BOLD responses to gaze-following and color-matching
To identify brain areas activated during gaze-following, we looked at the contrast of gaze-following versus baseline fixation in a second-level analysis of the group data. This comparison delineated several brain areas in both hemispheres that had a significantly higher BOLD signal (p < 0.0001, in a cluster of six connected voxels each; see Fig. 4), among them dorsolateral prefrontal cortex, premotor cortex, supplementary motor area, cuneus, precuneus, fusiform gyrus, posterior middle temporal gyrus, inferior temporal gyrus, middle occipital gyrus, clustrom, middle frontal gyrus, inferior parietal lobule, superior parietal lobule, supramarginal gyrus, precentral gyrus, cingulate gyrus, superior frontal gyrus, lingual gyrus, superior occipital gyrus, parahippocampal gyrus, and cerebellum. This pattern was very similar to the one obtained when calculating the color-matching versus baseline fixation contrast (Fig. 5). The close, qualitative match between the patterns associated with the two tasks is not unexpected, given that both require the extraction of specific cues from faces to localize distinct objects to shift one’s attention to them.

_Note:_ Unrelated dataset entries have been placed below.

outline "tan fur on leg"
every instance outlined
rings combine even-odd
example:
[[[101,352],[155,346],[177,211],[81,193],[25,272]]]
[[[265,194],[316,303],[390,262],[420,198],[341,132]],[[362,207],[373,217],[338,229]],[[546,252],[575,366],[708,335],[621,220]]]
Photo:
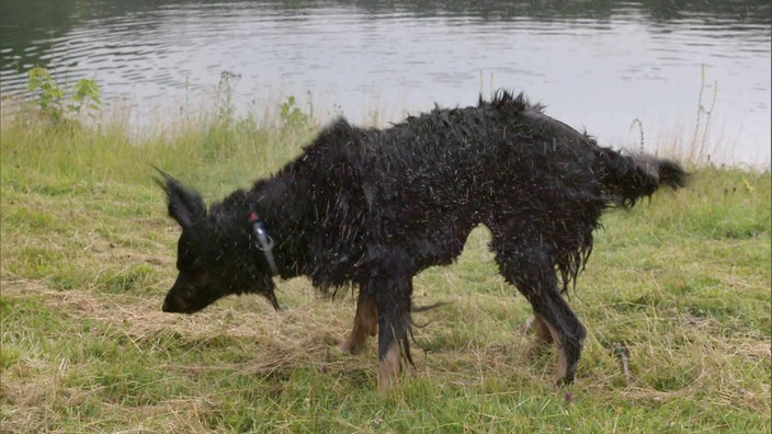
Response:
[[[555,347],[557,349],[557,366],[555,367],[555,381],[560,381],[561,379],[566,378],[566,374],[568,373],[568,361],[566,357],[566,352],[563,349],[563,344],[560,343],[560,335],[558,334],[557,330],[547,321],[542,318],[543,323],[547,327],[547,330],[549,330],[549,334],[553,338],[553,342],[555,342]]]
[[[533,357],[540,354],[547,344],[553,343],[553,335],[547,326],[547,321],[541,315],[533,312],[533,331],[534,342],[531,347],[525,351],[526,357]]]
[[[378,393],[386,395],[391,381],[399,375],[399,346],[391,344],[378,365]]]
[[[375,335],[378,331],[378,311],[375,300],[371,297],[360,296],[356,300],[356,315],[354,316],[354,327],[351,329],[349,339],[342,342],[338,349],[343,353],[356,354],[364,349],[367,336]]]

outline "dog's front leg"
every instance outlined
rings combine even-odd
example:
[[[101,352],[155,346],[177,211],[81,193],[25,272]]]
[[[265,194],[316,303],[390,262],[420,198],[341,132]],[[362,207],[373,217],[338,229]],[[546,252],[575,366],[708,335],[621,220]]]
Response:
[[[378,315],[378,392],[386,393],[410,358],[410,299],[412,260],[402,249],[371,249],[370,281],[362,286],[375,300]]]
[[[343,353],[356,354],[364,347],[367,336],[374,336],[378,331],[378,310],[375,307],[375,299],[364,290],[360,290],[356,299],[356,315],[354,316],[354,327],[351,329],[349,339],[339,346]]]

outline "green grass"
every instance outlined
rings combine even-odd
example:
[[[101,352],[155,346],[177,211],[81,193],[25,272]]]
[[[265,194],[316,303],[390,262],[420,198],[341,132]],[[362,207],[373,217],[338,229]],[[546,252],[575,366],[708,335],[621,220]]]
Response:
[[[413,358],[375,390],[375,341],[336,350],[354,301],[305,279],[284,309],[231,297],[160,312],[179,230],[159,167],[207,199],[248,186],[313,128],[201,118],[133,137],[120,125],[1,123],[3,432],[770,432],[769,172],[694,169],[691,185],[610,212],[570,302],[589,336],[576,382],[527,357],[530,308],[488,233],[416,278]],[[629,353],[629,377],[615,346]]]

To identify cortical regions specifically or more strongly activated by the need to exploit gaze direction, we calculated the BOLD contrast between gaze-following and color-matching. A significant contrast (statistical criteria as before) was found in a patch of cortex bilaterally in the posterior part of the middle and inferior temporal gyrus, specifically with the peak contrast at Talaraich coordinates right (50, –64, 2) and left (–54, –67, 6; see Fig. 6). This location of activity is similar to gaze-following– and gaze-processing–related activity found in previous fMRI studies (Hoffman and Haxby, 2000; Hooker et al., 2003; Pelphrey et al., 2005b; Materna et al., 2008a). We refer to the activated patch as the gaze-following patch (GFP) and the cortical region in which it is located as the pSTS.
BOLD responses to the passive vision of faces
We identified cortex activated by the passive vision of static faces by delineating regions for which the contrast faces versus nonface objects (biological as well as nonbiological objects and scrambled faces were pooled) was significant in the second-level analysis (p < 0.001, uncorrected, six connected voxels). In accordance with previous studies (Ishai et al., 2005; Gobbini and Haxby, 2006; Fox et al., 2009), we found significant BOLD contrasts in the mid-fusiform gyrus bilaterally (these voxels are the FFA), the right inferior occipital gyrus (these voxels form the OFA), the posterior superior temporal sulcus bilaterally (these voxels correspond to the STS-FA), and the right inferior frontal gyrus (these voxels make up the IFG-FA). The highest BOLD contrast to faces was identified in the functionally defined STS-FA, located at Talaraich coordinates right (51, –42, 12) and left (–57, –48, 8). After identifying the face-selective regions in the second-level analysis, the BOLD time series underwent spatial smoothing with an 8-mm FWHM Gaussian blur, and the clusters of face-selective regions were extracted as a mask mapped on the cortical surfaces to assess their spatial relationship to the GFP later on.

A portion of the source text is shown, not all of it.